The WHIHBCU notes that the HBCU Career Development Marketplace celebrates its 10th anniversary today, but Trump is no where to be seen in the outdated website. President Obama’s name is still there on the first page.
As for other U.S. presidents:
- President Kennedy - started “affirmative action” with his executive order that government contractors were to "take affirmative action to ensure that applicants are employed and treated without regard to their race, creed, color, or national origin."
- President Johnson - required government employers to take "affirmative action" to "hire without regard to race, religion and national origin" (gender was added two years later).
- President Carter - distributed resources and funds to strengthen the nation's public and private HBCUs.
- President Nixon - fired Leon Panetta as the Director of Civil Rights for attempting to enforce desegregation.
- President Reagan - minimized desegregation by non-enforcement, but shifted focus to funding and support for black college and universities.
- George H. W. Bush - created the presidential advisory board on HBCUs to counsel the government on HBCU’s future development.
My roots are Irish Catholic, with some English—naturally
conflicted.
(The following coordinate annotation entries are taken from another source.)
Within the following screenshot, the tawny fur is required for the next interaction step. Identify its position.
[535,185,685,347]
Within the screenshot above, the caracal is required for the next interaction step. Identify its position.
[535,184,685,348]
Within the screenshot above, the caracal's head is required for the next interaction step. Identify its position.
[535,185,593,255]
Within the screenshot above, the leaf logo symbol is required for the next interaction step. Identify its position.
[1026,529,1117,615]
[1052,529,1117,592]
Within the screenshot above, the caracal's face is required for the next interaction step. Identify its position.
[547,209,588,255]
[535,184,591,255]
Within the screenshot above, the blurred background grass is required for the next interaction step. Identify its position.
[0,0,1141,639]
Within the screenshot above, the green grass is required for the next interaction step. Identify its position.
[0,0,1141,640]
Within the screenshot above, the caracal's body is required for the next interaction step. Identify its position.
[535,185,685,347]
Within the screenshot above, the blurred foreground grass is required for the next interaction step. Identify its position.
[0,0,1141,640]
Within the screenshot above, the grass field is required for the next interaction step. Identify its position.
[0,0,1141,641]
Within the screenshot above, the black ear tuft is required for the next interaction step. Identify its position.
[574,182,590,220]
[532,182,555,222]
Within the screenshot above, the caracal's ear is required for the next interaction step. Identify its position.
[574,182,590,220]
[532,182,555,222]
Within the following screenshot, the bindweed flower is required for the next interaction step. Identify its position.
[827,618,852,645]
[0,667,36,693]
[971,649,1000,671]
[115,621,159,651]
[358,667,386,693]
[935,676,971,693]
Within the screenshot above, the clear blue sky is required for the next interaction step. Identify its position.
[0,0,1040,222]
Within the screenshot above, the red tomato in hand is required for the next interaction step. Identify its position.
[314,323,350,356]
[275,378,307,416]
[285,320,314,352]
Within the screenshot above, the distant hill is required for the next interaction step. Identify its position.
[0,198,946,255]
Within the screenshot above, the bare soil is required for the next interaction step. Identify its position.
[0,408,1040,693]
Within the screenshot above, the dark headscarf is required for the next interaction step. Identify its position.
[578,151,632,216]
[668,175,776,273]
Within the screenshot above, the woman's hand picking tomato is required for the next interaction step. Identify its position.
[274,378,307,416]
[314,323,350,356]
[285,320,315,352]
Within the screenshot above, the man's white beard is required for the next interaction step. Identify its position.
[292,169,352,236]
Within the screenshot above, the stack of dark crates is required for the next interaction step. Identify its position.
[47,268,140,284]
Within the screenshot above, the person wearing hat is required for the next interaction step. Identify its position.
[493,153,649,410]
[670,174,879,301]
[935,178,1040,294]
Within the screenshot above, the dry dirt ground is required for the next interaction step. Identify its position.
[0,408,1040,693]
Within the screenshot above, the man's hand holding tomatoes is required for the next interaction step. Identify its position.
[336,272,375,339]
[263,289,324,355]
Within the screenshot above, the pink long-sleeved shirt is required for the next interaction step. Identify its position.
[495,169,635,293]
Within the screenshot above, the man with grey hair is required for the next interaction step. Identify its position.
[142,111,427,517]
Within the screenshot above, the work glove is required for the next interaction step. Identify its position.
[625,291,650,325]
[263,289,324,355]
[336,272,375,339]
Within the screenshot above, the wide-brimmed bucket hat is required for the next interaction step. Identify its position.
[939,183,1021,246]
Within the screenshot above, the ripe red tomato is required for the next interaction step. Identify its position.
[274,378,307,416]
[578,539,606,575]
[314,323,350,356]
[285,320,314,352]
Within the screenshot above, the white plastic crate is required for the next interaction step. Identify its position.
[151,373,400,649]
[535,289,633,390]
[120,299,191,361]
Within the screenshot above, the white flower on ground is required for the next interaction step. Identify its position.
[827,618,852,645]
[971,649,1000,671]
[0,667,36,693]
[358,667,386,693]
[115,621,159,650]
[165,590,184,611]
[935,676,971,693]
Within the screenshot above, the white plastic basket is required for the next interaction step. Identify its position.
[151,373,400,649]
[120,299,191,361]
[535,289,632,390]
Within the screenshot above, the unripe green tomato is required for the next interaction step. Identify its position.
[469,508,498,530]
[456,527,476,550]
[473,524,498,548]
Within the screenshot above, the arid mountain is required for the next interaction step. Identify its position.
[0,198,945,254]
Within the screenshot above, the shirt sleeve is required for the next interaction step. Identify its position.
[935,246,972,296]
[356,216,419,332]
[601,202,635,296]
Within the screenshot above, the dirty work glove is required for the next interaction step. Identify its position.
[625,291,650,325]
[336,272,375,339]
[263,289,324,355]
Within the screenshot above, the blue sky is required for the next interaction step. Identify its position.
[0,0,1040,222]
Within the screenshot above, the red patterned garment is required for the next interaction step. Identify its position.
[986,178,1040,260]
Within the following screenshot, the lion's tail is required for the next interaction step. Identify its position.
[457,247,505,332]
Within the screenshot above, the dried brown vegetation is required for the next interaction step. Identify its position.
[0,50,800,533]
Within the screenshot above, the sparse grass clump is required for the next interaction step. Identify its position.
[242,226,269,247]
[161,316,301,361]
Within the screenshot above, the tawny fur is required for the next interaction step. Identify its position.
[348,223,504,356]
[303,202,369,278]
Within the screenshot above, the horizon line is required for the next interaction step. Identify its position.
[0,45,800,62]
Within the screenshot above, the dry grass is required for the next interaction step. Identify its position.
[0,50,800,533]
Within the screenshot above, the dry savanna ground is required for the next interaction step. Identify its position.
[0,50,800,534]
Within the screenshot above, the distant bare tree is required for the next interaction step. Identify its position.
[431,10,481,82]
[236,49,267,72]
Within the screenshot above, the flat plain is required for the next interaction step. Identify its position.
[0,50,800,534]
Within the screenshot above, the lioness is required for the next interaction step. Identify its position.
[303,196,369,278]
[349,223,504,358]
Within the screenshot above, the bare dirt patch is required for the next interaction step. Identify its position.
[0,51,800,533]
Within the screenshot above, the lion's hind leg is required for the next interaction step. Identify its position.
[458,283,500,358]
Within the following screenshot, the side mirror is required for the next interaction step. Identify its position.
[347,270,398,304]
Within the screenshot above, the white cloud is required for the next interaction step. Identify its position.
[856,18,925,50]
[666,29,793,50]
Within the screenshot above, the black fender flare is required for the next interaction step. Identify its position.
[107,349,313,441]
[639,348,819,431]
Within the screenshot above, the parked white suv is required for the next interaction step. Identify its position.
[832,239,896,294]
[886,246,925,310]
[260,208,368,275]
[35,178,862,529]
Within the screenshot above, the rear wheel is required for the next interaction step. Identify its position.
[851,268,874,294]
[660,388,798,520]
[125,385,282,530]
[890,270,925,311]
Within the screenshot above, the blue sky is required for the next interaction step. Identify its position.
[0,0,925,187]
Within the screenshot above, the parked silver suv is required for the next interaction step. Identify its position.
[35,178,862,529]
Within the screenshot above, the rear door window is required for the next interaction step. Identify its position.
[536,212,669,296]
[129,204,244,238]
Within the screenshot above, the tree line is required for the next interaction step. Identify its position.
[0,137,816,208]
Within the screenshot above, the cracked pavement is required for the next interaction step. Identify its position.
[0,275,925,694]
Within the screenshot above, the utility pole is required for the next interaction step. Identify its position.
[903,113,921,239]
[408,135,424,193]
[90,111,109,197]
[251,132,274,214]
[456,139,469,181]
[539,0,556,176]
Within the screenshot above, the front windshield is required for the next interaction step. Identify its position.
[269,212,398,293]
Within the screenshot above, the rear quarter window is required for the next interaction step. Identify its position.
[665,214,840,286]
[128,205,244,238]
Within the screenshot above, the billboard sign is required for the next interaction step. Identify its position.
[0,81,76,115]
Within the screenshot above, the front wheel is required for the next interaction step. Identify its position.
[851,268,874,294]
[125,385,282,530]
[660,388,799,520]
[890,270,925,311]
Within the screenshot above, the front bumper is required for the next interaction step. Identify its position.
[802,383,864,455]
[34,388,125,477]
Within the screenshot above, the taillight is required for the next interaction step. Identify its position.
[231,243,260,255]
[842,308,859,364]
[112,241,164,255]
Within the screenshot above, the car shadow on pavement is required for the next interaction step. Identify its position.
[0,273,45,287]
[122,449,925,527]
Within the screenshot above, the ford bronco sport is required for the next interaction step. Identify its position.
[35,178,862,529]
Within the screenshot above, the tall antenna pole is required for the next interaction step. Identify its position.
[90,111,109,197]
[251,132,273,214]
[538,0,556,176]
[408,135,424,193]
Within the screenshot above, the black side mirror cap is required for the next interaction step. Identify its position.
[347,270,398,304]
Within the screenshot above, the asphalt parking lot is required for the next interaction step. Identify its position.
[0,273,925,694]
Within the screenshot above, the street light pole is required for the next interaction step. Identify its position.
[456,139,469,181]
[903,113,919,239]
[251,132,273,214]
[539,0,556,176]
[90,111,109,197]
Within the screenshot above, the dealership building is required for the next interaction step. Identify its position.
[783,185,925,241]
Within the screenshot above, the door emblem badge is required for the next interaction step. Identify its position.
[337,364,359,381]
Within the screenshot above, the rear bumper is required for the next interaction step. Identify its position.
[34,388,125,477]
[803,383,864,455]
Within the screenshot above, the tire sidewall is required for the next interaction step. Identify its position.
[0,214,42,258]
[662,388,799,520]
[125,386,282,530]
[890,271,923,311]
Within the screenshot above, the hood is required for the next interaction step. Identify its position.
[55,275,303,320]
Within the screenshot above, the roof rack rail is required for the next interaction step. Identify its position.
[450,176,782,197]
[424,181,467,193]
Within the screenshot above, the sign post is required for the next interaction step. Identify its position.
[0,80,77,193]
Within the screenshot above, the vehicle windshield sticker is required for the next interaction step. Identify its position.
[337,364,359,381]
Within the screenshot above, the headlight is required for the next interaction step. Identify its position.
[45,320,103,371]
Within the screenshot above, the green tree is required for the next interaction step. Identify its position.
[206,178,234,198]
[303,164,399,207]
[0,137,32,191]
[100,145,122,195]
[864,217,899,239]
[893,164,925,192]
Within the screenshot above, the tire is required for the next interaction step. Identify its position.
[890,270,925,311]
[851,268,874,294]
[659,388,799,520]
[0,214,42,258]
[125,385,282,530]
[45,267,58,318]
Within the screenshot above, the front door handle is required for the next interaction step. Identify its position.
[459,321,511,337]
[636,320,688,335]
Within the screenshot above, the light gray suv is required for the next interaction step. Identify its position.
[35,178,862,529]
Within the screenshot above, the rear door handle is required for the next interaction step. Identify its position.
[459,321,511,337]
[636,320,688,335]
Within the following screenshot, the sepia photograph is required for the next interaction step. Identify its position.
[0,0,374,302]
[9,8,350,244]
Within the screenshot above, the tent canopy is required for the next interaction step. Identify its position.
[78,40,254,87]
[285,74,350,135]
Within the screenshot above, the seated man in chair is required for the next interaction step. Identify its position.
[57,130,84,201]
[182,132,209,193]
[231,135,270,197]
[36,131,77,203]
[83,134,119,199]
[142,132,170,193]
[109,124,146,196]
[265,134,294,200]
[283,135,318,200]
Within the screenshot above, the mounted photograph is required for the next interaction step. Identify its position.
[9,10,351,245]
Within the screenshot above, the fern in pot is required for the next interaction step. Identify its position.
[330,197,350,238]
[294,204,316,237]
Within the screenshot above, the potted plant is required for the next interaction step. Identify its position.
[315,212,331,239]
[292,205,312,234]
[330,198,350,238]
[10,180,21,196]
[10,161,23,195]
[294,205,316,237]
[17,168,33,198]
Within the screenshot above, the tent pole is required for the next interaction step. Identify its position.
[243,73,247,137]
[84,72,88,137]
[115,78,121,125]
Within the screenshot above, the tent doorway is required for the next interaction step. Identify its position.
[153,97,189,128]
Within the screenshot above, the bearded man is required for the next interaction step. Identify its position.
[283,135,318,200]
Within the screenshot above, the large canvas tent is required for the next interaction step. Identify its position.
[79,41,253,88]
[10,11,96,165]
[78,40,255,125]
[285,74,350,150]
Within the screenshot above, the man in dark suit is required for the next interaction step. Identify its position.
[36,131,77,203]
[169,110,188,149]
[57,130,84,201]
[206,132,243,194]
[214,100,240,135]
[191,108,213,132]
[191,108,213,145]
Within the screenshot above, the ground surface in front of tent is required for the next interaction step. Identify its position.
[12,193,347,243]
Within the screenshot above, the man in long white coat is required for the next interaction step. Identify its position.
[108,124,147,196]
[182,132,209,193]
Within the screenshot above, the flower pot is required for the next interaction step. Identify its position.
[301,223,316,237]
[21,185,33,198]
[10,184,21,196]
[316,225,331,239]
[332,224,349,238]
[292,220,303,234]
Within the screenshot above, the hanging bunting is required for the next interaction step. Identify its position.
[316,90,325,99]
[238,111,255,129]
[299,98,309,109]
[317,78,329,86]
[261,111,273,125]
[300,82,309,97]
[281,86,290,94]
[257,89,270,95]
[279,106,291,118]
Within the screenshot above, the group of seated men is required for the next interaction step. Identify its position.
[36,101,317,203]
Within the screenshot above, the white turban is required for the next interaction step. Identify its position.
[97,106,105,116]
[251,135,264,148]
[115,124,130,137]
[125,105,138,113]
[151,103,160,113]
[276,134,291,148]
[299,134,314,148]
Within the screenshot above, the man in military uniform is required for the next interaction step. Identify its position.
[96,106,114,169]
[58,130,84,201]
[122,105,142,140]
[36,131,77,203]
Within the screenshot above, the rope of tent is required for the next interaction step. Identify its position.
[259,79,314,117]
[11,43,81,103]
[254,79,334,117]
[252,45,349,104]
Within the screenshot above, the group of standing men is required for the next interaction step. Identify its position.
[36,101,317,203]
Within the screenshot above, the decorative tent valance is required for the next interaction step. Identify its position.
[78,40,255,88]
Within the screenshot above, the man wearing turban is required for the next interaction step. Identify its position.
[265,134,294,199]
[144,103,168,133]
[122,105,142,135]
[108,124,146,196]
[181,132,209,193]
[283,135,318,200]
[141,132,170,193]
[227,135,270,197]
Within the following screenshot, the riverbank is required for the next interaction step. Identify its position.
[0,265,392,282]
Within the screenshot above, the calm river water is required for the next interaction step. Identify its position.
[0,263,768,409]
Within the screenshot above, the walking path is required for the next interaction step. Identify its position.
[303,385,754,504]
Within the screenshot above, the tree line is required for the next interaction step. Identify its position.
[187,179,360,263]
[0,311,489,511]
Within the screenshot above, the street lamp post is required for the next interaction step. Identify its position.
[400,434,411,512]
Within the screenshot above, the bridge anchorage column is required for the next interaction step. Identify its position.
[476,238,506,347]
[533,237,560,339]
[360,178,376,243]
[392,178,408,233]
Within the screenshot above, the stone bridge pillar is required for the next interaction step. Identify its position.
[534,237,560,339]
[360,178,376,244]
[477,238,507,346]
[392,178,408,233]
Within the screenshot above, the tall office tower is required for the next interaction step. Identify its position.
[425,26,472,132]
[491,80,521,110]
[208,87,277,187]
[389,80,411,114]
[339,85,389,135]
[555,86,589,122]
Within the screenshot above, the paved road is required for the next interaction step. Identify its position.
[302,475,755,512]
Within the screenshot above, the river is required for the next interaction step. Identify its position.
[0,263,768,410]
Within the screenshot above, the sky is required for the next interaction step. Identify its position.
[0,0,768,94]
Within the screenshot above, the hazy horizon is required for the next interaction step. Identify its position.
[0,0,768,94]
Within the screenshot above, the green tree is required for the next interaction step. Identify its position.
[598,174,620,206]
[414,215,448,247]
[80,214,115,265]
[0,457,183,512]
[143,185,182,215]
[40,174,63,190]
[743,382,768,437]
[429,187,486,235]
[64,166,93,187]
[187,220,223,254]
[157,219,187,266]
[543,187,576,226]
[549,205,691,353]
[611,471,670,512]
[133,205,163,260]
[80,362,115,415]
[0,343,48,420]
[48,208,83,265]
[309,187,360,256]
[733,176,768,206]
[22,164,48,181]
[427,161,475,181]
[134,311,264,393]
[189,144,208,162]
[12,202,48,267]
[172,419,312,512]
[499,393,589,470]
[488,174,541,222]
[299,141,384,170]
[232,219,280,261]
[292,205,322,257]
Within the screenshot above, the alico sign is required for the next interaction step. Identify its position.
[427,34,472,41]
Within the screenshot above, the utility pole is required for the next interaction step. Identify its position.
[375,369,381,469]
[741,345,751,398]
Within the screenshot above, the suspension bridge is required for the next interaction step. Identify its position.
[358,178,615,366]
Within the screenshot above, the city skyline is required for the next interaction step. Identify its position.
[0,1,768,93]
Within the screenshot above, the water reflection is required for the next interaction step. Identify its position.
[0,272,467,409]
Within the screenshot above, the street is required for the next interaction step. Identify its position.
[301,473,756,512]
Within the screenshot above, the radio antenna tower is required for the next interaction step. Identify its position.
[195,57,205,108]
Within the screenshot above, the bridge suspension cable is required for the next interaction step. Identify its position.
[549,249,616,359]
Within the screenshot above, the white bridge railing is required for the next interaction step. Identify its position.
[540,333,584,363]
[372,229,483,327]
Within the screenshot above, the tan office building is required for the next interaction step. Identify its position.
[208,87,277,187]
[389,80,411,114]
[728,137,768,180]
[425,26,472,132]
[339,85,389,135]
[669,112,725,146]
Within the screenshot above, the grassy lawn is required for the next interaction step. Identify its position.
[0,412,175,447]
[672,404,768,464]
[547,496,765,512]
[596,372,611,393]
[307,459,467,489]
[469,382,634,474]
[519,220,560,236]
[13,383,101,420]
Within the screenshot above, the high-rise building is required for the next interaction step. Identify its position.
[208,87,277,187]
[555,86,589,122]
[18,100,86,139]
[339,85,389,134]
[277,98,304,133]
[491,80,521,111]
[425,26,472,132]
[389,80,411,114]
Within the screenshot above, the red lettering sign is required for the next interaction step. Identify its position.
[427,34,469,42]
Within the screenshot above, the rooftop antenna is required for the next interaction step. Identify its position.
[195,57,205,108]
My ancestors were horribly oppressed in Ireland under the Penal
Laws. Even presidential candidate John F. Kennedy worried about his Irish
Catholic background. Remember, Catholics informally represent one of the Ks in
the KKK—Katholics, Kikes (Jews), and Koons (Blacks). But Kennedy faced the
religious issue head on.
Later, President Kennedy started the U.S. Peace Corps. Before joining the Peace Corps, I had read then-senator Kennedy’s book, Profiles in Courage. He had donated his Pulitzer Prize money for that book to the United Negro College Fund.
Eventually, the Irish in America became “white” because, although everyone’s skin color is an “immutable characteristic”, our white skin allowed us to blend in and access the American dream. I grew up in a virtually all white suburb of Boston. One reason I chose Howard for law school was because it was an intra-cultural experience, which followed naturally my intercultural experience in the Peace Corps.
As for the law school dean, he flat out told the students who had approached him that I did belong there at Howard. All these years later, I found an article, “Peace Corps Teams Up with The White House Initiative on Historically Black Colleges and Universities for East Coast Tour.” This pleases me. The connection is palpable.
Affirmative action is a reaction, a reaction to past discrimination. It didn’t come out of an ideological or factual vacuum. It came out of the reality born of millions of racially prejudiced experiences. Millions, which has momentum, momentum that must be overcome, offset until America is affirmatively on a path toward equitable balance. At what point that is, is a matter of dispute. In Grutter v. Bollinger, the Supreme Court stated: “We expect that 25 years from now, the use of racial preferences will no longer be necessary to further the interest approved today.” That was in 2003, which means the justices expected that balance in 2028.
They are not the only prejudices out there, but cumulatively, racial prejudices represent a significant target for remedy. So yes, we, collectively—collecting our flaws as well, necessarily—all belong.